No entanto, é inadmissível a atitude deste sindicato e juridicamente aberrante. Analisado o problema de uma perspectiva apenas jurídico-penal, não é esta declaração – ou qualquer outra do género – que isenta os profissionais de saúde de eventual responsabilidade criminal. Trata-se de uma ideia peregrina: como se fosse possível que, de modo geral e abstracto, alguém se pudesse eximir a futuros comportamentos, porque alegam – com razão – que não têm as condições para exercer de modo adequado as suas funções.

O tema levanta complexos problemas de estado de necessidade, de conflito de deveres e da responsabilidade criminal no seio do trabalho de equipa, que aqui só podem ser esboçados. Sabido é que, se um profissional de saúde se vir na contingência de só ter meios para acorrer a um doente e existam mais a reclamar essa atenção, a sua conduta não constituirá crime se tratar ao menos um deles, seja por não ser ilícita ou culposa, dependendo da circunstância concreta. Por outro lado, o Direito Penal não pode nunca exigir de um ser humano aquilo que ele ou ela não está, naquele preciso momento, em condições de dar: se um médico está em horário contínuo para além do legalmente previsto, deve sim informar a hierarquia e é-lhe totalmente lícito afastar-se do local de trabalho. E isto porque existe a figura da negligência na aceitação, ou seja, se um profissional de saúde vem dizer que, por desatenção, por descuido, provocado pelo cansaço, cometeu um erro, de acordo com as leges artis, não se lhe pode censurar a conduta naquele específico momento, por não estar em condições de “dar mais”, mas deveria ter deixado de trabalhar a partir da altura em que sentiu que já não estava com as capacidades habituais para o exercício do seu quadro funcional.

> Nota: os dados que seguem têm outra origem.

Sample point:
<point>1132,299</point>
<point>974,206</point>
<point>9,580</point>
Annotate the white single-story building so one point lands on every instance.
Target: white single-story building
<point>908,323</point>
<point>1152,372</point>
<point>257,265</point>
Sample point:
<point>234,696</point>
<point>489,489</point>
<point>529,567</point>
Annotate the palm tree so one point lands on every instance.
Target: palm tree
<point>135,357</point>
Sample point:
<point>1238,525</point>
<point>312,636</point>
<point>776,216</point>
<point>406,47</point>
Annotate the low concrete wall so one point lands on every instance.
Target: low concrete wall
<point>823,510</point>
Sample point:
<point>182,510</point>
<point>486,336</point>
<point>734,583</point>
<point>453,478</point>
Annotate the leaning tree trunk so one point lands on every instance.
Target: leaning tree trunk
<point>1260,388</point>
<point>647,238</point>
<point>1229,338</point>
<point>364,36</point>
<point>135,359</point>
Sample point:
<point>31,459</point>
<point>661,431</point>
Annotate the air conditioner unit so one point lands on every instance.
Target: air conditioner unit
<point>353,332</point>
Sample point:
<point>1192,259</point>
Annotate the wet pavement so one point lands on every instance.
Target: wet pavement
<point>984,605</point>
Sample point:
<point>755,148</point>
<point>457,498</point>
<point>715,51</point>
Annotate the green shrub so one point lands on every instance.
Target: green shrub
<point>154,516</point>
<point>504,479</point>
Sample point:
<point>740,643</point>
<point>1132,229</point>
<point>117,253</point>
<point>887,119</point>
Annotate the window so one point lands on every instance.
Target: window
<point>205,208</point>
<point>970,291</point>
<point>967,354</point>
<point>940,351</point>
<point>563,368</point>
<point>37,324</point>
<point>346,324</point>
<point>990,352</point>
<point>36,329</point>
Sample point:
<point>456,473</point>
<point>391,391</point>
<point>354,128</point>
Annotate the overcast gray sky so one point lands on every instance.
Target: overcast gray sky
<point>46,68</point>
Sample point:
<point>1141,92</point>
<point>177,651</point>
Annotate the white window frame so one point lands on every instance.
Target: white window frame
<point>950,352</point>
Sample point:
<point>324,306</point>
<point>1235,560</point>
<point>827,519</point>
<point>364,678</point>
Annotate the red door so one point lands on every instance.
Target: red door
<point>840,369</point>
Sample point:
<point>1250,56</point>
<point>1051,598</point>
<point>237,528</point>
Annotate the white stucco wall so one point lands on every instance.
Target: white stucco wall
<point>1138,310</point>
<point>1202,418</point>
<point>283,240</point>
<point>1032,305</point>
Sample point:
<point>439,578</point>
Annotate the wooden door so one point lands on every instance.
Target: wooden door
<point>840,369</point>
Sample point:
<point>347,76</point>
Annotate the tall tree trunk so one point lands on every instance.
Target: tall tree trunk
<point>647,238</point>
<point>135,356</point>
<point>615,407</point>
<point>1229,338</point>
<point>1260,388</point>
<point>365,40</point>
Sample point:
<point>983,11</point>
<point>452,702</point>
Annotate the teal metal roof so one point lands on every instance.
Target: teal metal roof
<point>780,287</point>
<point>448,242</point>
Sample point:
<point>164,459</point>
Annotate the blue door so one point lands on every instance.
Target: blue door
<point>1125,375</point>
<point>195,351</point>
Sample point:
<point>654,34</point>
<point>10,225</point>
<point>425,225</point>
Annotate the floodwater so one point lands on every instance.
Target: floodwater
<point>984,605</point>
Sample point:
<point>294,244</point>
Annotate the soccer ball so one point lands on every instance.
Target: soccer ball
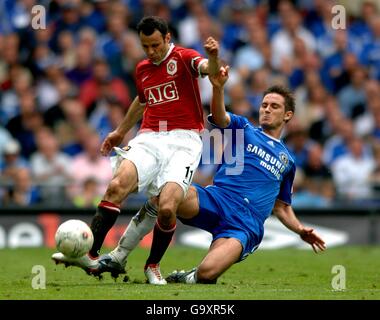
<point>74,238</point>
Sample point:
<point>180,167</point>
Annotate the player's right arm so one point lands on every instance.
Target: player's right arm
<point>218,109</point>
<point>114,138</point>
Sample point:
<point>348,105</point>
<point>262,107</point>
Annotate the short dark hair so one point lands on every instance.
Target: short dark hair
<point>290,103</point>
<point>149,24</point>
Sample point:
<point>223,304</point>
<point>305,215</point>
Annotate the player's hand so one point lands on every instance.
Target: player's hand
<point>211,47</point>
<point>113,139</point>
<point>308,235</point>
<point>219,79</point>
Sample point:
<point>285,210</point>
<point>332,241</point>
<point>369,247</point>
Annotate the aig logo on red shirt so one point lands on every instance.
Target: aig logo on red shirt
<point>162,93</point>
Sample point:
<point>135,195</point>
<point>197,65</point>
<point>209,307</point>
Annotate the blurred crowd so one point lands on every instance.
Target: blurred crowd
<point>64,87</point>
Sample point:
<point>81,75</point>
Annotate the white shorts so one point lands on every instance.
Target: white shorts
<point>161,157</point>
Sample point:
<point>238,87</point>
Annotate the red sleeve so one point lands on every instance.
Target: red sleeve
<point>193,59</point>
<point>139,88</point>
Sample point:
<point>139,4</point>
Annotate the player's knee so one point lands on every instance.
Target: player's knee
<point>166,216</point>
<point>116,191</point>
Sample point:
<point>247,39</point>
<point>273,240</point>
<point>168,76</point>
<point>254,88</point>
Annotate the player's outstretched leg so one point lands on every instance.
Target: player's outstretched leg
<point>140,225</point>
<point>86,262</point>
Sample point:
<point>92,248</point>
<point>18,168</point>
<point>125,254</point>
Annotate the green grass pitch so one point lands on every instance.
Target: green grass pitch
<point>265,275</point>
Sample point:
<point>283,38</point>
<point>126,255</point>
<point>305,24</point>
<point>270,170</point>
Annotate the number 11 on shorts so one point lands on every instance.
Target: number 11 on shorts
<point>188,176</point>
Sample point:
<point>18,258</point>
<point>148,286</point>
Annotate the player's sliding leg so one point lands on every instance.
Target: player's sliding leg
<point>139,226</point>
<point>170,197</point>
<point>223,253</point>
<point>123,183</point>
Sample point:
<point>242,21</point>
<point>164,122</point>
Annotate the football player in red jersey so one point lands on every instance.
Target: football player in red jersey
<point>162,158</point>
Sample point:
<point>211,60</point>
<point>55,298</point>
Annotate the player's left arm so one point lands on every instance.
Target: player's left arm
<point>211,65</point>
<point>286,215</point>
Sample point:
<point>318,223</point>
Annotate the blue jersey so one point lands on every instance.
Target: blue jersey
<point>263,171</point>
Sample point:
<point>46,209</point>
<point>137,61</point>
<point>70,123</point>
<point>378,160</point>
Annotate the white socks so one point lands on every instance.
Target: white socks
<point>140,225</point>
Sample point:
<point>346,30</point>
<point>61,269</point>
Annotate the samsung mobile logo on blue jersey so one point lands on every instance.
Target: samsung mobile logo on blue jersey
<point>273,164</point>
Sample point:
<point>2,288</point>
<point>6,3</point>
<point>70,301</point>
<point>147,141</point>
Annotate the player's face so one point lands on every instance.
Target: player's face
<point>155,46</point>
<point>272,113</point>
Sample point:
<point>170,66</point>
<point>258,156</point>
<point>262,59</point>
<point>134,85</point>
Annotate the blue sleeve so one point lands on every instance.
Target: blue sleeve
<point>237,122</point>
<point>285,194</point>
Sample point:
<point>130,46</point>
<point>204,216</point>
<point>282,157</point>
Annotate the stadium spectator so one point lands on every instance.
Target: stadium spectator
<point>89,164</point>
<point>22,192</point>
<point>283,41</point>
<point>24,126</point>
<point>235,218</point>
<point>352,172</point>
<point>101,85</point>
<point>75,31</point>
<point>352,97</point>
<point>88,196</point>
<point>5,137</point>
<point>50,168</point>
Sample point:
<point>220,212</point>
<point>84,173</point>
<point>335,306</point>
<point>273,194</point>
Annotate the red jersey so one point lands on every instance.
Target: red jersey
<point>171,92</point>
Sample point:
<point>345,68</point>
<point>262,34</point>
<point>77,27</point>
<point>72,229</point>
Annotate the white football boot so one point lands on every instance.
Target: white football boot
<point>153,274</point>
<point>86,262</point>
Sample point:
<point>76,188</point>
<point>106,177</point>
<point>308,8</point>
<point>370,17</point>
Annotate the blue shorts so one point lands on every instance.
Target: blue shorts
<point>227,216</point>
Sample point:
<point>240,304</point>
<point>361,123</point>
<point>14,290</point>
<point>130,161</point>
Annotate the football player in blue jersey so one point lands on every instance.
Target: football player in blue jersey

Por outro lado, mesmo que isto aconteça – e o profissional continue a laborar –, sempre se poderá considerar excluída a sua culpa se se provar que, apesar da sua negligência na aceitação, ele ou ela só continuou a trabalhar por não haver outra pessoa para o/a substituir. E mesmo que assim se não entenda, em termos de determinação da medida concreta da pena, isso importará uma diminuição sensível da imagem global do facto, que poderá conduzir a uma atenuação especial da pena.

Donde, aquilo que os profissionais devem fazer para evitar o “erro médico” é, através dos seus sindicatos e das Ordens (cada um nas suas específicas atribuições), demonstrar ao Ministério da Saúde a desadequação dos meios materiais e humanos disponíveis, em face das projecções que se antevêem para as próximas semanas. Sendo este facto conhecido e muito claro, o/a profissional, por si e pelos doentes, deve limitar-se ao cumprimento estrito do seu horário e apenas dele. Só desta forma, sendo necessário, o Governo terá de pôr em marcha um urgente plano de contingência, ao que parece com alguma previsão na proposta do Orçamento do Estado, mas que só quem está no terreno pode apreciar se é ou não suficiente.

O que se não pode é pretender que um documento como o recomendado pelo SIM isente os profissionais de saúde de eventual responsabilidade criminal, o que, na prática, implica também, em meu parecer, que esteja a tratar os seus associados como meninos pequeninos que não pensam pela sua cabeça ou que se enganam com rebuçados. Este rebuçado, na aparência doce, pode trazer muitos amargos de boca.